Courts, however, have been reluctant to extend the veterinarian’s rule to situations where the defendant did not entrust his animal to plaintiff’s professional care and control. For example, the court in Davis v. Gashler (1992) 11 Cal.App.4th 1392, 1401, did not extend the veterinarian’s rule to an experienced dog breeder and handler who voluntarily stopped to assist with an injured dog that had been running loose. The court held plaintiff was not barred from recovery for injuries from the dog’s bite because she was not employed or otherwise compensated for helping injured dogs. Thus, the dog owner’s duties to control and vaccinate their dog were not relieved by the doctrine of assumption of the risk. Similarly, in Prays v. Parryman (1989) 213 Cal.App.3d 1133, , the court did not extend the rule to a commercial dog groomer who had not yet formally accepted defendant’s dog for grooming or entered into a contractual grooming agreement.

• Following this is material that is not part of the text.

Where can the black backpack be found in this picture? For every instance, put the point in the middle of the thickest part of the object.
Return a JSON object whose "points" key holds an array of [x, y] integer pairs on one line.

Here, Plaintiff has demonstrated a triable issue of material fact as to whether Defendant entrusted the dog to Plaintiff’s professional care and control for compensation. Plaintiff proffers evidence that Auggie had seizures which made him disoriented and aggressive. (AMF 13.) He had previously nipped a few people. (AMF 17.) Defendant’s wife contacted Plaintiff and explained the problems they were having with Auggie. (AMF 18.) Arrangements were made for Plaintiff to bring Auggie to see her to determine whether Plaintiff would take Auggie back. (AMF 7, 18.) The intent of the visit was to see if Plaintiff would take Auggie back and there was no discussion about rendering treatment or care to Auggie. (AMF 7, 8.) The parties never entered into an agreement for Plaintiff to render treatment of care to Auggie. (AMF 6.) Plaintiff was not providing treatment of care for Auggie when she was bitten. (AMF 9.)

Given the triable issue of material fact, the motion for summary adjudication is DENIED.